Como buenos lectores, nunca se cansan de leer varias veces la misma historia y en 
cada lectura pueden descubrir algo nuevo. Los niños poseen naturalmente eso que 
soñaba algún escritor, que quería olvidarse de todos los libros, apenas acababa de 
leerlos, para poder experimentar en cada nueva lectura la sorpresa de la primera. 
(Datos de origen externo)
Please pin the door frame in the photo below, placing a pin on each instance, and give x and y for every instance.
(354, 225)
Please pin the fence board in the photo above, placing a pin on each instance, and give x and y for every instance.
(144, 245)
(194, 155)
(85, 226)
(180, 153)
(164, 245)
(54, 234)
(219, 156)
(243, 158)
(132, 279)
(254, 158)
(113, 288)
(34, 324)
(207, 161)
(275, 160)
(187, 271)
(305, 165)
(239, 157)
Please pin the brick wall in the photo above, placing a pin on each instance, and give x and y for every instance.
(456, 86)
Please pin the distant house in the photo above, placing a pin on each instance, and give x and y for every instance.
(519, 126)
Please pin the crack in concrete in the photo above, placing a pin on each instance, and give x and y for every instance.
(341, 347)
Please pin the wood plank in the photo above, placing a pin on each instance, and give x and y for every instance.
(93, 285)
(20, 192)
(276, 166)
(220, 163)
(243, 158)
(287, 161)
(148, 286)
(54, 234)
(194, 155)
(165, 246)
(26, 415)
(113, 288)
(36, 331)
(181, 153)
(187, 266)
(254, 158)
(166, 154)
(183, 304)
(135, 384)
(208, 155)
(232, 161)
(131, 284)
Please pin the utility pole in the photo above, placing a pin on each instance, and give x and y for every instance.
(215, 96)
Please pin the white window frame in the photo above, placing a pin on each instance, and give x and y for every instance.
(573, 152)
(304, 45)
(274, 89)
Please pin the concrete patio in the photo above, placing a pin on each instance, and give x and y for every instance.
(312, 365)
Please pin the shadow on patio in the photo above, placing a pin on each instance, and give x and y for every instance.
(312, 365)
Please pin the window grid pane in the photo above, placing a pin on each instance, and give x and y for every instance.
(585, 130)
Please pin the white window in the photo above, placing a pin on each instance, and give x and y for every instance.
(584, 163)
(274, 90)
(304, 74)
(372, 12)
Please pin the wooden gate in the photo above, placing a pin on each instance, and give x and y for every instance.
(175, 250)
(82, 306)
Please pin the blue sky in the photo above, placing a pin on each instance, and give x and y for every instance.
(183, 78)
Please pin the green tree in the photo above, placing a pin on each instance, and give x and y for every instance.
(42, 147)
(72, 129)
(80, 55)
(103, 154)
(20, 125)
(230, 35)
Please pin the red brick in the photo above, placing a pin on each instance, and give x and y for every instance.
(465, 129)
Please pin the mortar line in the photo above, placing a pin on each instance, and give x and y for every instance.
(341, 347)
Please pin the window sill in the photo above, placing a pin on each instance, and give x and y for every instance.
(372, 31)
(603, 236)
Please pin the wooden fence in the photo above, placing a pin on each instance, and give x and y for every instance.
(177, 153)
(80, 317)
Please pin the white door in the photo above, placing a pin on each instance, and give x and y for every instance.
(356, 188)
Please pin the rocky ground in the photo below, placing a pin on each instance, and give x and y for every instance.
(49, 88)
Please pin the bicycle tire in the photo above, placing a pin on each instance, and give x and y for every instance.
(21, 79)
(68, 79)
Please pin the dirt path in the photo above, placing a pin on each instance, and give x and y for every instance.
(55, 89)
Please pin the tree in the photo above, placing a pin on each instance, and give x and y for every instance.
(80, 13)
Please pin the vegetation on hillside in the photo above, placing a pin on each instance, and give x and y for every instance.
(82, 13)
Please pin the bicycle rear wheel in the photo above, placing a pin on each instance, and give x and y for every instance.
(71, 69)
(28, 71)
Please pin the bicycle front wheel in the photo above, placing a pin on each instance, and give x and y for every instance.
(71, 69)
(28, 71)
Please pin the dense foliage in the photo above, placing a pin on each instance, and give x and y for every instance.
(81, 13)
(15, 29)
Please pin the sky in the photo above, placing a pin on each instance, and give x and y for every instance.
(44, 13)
Los niños pueden leer simultáneamente en varios idiomas: imágenes, palabras, 
caricias, sonidos y silencios. Leen no sólo con sus ojos, sino con todo su cuerpo, 
apropiándose de la historia con sus gestos y su respiración, abrazando el libro, 
arrugándolo, dejando en él la huella inconfundible de sus dedos y de su boca. 
 
No hay que esperar que los niños lleguen al uso de la razón para empezar a leer. Al 
contrario, invirtiendo los términos, tendríamos que decir más bien que, sin la 
lectura, ningún niño, pero tampoco ningún adulto, podrían alcanzar el uso de la 
razón. Más que enseñarles a leer a los niños, deberíamos dejarnos contagiar de la 
pasión, la creatividad y la alegría con la que sólo ellosson capaces de leer.